Information wants to be free, but the world isn’t ready

January 24, 2013

“Every few years, one of my friends from the early days of digital enthusiasm turns up on the media’s radar as a ‘defector,'” R.U. Sirius, former editor-in-chief of Mondo 2000, writes on The Verge. …

The latest chapter of this saga, “What Turned Jaron Lanier Against the Web,” … portrays Jaron Lanier (You Are Not A Gadget) as being like a “spy who came in from the cold.” …

“To some extent, both Jaron Lanier’s turn against ‘free culture’ and the insane, heavy-handed prosecution of Aaron Swartz stem from an inability to come to terms with the reality that in the digital age, it’s easy to share stuff for free with everybody, but people still want and need money. The larger tragedy is that lots of people (not just middle class creative professions) will eventually be rendered economically superfluous.

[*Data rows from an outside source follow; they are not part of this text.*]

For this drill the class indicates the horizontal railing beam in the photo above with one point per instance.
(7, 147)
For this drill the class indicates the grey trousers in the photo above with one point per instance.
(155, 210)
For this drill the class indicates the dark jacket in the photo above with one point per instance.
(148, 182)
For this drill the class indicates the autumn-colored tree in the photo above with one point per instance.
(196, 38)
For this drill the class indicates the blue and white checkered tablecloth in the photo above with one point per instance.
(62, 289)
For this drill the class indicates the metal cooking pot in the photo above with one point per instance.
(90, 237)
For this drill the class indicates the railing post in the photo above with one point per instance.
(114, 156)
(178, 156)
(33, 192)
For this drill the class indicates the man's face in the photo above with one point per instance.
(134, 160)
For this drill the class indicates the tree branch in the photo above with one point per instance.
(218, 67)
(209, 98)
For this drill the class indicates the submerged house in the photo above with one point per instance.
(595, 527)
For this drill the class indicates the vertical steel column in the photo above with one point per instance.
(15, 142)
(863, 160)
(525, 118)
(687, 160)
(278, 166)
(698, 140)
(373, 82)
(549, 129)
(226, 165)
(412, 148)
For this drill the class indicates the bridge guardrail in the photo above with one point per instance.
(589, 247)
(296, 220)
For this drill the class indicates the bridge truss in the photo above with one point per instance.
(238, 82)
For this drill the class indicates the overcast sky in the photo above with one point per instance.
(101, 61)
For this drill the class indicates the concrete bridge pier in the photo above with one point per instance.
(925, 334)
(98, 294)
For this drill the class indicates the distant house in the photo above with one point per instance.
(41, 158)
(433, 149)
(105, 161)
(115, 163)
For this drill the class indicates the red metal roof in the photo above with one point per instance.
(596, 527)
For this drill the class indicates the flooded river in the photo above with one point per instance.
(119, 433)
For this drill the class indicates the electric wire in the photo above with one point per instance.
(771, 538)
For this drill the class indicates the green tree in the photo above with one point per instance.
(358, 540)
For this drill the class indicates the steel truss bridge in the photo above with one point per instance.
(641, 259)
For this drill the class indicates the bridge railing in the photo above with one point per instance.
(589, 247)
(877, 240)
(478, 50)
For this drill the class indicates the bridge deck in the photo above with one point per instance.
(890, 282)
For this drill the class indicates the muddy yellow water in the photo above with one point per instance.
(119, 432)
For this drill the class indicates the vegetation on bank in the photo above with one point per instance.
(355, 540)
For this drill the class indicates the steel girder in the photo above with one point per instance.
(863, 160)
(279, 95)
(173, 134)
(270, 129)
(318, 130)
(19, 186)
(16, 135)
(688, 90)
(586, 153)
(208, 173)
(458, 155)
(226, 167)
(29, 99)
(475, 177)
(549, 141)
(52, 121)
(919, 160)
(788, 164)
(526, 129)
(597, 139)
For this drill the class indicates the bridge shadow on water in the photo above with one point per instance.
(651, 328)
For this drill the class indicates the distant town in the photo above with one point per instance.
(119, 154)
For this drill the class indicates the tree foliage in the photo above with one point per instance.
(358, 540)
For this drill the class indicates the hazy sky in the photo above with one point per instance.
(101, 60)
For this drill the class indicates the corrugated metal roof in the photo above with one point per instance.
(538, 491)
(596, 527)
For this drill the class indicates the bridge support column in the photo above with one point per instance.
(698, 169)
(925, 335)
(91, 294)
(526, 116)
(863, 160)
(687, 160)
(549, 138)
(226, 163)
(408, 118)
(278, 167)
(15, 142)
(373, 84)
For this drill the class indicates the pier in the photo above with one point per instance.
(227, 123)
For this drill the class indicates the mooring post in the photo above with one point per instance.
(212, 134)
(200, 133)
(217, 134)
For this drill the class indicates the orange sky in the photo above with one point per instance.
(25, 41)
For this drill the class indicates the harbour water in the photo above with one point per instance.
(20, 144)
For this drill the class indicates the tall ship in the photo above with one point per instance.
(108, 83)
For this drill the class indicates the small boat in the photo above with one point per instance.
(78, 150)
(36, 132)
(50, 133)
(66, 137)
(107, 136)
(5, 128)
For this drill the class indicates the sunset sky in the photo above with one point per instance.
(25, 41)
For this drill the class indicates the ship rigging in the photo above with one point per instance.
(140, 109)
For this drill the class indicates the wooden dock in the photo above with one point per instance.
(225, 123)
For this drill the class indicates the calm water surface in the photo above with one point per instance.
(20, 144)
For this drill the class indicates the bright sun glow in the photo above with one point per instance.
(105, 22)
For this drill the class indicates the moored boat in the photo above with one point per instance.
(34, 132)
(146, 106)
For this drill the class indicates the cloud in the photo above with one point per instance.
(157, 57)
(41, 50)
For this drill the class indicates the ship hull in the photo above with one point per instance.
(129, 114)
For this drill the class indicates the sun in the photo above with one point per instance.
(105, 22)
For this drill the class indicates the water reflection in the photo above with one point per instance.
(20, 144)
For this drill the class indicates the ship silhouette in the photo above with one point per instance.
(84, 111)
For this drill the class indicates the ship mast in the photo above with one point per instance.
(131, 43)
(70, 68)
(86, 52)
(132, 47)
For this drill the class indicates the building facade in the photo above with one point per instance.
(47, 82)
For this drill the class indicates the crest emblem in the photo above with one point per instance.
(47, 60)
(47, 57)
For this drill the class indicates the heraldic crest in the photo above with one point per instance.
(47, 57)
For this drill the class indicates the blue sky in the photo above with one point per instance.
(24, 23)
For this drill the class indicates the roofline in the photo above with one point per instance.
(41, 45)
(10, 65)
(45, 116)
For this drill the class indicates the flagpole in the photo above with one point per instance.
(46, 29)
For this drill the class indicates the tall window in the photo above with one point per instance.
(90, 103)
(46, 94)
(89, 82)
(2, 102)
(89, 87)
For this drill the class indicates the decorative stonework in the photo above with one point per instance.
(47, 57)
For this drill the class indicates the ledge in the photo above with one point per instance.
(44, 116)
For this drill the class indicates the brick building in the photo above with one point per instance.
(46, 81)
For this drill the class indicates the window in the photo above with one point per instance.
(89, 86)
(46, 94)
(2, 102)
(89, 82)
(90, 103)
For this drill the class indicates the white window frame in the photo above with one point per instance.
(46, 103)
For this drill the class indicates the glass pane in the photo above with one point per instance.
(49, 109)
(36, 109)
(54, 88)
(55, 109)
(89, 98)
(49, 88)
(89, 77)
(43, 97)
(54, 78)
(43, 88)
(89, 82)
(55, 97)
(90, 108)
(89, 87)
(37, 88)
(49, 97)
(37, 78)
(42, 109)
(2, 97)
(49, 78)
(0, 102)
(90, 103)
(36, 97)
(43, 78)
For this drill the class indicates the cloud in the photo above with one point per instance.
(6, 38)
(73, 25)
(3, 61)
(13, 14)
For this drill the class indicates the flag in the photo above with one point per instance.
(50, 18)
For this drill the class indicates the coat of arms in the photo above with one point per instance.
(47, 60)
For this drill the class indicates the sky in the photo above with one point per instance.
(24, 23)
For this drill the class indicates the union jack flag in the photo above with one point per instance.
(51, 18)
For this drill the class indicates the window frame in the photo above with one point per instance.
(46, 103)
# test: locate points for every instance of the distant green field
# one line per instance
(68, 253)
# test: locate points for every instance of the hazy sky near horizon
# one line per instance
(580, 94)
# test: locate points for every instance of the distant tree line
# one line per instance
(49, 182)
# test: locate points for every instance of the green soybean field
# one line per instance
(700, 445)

“The hope is that this will result in a critical mass of folks demanding a solution. The solution, which seemed obvious to people when they discussed the coming “cybernetic revolution” in the 1970s, is to find a way to (or an excuse to) distribute wealth to those rendered economically obsolete. …

:In the meantime, I’m convinced that with the slightest loosening of the economic pressure cooker — and even better, a modicum of slack — this techno-juggernaut will start to look again like the marvelous garden of intriguing possibilities that it did to some of us back in the day, when we enthused and dreamed an expansive and delightful future.”